What can you play with fingers? A thumb piano! little strips of metal, all different lengths, secured over a sound box.

You flip the bars with your fingers, or even wands, and you get sounds. I played around with one, getting the sound box glued up and solid, then the sound bars set in with a fret bar below to hold 'em up and a brace behind to hold the bars down. It sounds like a music box when done right. I made a few with sixteen bars, two octaves.

I kept one and laid two out. Pretty soon we were playing with a fairy band at night. We never saw them, but we did jam.

You can make a thumb piano out of wood, too. I made one and left it behind, with a couple of saws and chisels I figured that as arboreals they didn't have any heat-oriented industry. The only arboreals in the encyclopedia were sixty pound cats. Before we left the forest we left behind cat-sized Tambourines and Bhodrans. A band's gotta have a percussion section.

The oxen liked the music. The horses seemed to listen. The chickens and goats thought it was one more noise.

The pigs-- The pigs swayed to the music. It was wild. We had boppin' pigs.

We kept making instruments. I'll never be a Benny Goodman but I know which end of a Clarinet to blow into.

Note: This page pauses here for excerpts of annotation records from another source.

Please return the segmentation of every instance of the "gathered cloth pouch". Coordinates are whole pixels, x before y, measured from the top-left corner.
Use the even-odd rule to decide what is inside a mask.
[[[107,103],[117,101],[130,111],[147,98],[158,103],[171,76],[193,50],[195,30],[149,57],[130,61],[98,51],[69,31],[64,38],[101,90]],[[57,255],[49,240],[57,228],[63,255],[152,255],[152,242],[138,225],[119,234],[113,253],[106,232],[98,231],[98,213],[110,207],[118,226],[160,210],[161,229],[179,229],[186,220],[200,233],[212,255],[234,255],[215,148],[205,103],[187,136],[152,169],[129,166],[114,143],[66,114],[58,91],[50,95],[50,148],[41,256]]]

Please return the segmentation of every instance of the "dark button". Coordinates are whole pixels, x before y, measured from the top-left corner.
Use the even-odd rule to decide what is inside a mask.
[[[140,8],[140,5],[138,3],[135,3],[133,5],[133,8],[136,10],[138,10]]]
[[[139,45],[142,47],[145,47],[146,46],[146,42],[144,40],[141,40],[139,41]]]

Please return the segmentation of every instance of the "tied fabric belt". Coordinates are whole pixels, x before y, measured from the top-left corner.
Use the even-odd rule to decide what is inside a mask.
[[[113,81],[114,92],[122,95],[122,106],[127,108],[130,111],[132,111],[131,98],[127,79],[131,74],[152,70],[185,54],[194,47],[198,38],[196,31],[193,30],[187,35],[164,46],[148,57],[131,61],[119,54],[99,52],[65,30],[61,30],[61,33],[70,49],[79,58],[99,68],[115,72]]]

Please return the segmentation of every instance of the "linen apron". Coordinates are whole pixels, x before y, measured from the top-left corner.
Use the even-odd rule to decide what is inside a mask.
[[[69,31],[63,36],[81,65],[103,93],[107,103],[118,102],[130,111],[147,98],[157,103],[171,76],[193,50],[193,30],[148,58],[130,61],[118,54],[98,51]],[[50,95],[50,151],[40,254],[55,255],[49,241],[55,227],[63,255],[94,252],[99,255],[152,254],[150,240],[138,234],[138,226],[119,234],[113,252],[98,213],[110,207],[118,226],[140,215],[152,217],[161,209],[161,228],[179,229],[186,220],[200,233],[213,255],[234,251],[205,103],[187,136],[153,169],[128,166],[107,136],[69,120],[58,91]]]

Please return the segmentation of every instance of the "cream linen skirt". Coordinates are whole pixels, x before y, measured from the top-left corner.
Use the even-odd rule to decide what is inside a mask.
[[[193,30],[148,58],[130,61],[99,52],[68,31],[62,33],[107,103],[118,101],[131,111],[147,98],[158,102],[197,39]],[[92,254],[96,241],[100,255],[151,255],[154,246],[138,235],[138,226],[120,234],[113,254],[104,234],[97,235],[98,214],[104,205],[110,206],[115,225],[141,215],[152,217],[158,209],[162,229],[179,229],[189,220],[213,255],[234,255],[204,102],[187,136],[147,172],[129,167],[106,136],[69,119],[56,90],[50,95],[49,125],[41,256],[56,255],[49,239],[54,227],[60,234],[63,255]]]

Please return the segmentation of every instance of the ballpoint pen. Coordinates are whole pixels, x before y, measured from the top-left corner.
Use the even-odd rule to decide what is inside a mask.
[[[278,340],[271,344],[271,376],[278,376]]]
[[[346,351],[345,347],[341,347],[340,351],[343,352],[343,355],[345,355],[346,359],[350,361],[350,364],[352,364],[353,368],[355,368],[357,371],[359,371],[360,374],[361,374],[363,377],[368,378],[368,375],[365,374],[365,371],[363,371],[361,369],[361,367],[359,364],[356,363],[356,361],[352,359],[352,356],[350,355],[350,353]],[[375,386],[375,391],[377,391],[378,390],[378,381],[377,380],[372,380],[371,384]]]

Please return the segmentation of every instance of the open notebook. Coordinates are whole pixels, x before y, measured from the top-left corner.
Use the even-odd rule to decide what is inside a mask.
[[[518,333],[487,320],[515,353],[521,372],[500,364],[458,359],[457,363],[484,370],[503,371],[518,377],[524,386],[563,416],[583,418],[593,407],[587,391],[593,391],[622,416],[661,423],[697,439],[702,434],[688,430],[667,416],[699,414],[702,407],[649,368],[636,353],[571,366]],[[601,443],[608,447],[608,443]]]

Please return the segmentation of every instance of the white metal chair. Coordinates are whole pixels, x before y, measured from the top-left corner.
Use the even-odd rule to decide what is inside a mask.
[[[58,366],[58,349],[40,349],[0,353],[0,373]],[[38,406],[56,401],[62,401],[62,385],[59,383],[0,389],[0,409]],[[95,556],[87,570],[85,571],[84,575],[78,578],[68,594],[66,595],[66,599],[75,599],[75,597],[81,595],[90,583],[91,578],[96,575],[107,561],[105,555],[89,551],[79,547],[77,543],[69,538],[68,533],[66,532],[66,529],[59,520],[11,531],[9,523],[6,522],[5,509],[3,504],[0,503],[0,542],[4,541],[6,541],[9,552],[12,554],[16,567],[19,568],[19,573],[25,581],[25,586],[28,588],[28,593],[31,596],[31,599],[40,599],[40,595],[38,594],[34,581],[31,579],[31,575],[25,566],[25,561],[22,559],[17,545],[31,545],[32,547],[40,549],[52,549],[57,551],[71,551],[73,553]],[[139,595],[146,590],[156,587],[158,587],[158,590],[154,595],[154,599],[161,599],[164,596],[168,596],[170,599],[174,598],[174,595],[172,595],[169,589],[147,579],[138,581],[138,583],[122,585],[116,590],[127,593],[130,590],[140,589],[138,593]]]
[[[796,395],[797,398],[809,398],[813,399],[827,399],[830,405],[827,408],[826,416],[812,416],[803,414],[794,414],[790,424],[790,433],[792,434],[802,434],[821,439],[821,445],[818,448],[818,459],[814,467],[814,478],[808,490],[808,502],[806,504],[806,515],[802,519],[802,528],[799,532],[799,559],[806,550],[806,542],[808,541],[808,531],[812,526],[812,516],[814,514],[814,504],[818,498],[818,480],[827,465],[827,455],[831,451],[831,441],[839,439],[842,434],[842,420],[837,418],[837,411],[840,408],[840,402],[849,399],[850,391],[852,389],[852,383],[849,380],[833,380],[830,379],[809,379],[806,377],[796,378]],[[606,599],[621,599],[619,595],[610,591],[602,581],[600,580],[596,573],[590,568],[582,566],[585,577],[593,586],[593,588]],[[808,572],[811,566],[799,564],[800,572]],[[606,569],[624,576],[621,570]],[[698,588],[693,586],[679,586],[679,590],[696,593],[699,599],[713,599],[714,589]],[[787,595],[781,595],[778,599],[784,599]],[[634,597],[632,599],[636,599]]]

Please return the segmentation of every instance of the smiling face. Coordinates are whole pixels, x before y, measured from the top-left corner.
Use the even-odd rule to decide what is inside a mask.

It doesn't take much lip, either, just air and fingers. After all, you need a clarinet for a good Klezmer band. Next, a bass sax. You STAND UP to play a bass sax. You have to. It's over five feet tall.

It'll rattle your fillings out. Cool stuff. Honk.

We had people writing down the music they knew and had heard their parents, aunts, uncles, grandfolks and cousins had played. We had impromptu polka parties. We had band concerts. We had folk fests. We even attempted "The Devil Went Down to Georgia" a time or two. We were weak on vocals but had a blast on instruments. We'd never had passed the first night of a battle of the bands. We were horrible, but horrible was better than nothing. Besides we got better. Either that or my ears got numb. It was garage band at its worst.

Besides, it was fun. People RUN AWAY from a bad Klezmer band.

We were so glad to leave that forest. The sun was like an old friend that had come to visit. We never tired of its presence. At the next intersection of streams that we found crops we recognized we stopped. We did more that stop--we built a small village. We built a long, high structure for threshing, weaving and kibitzing.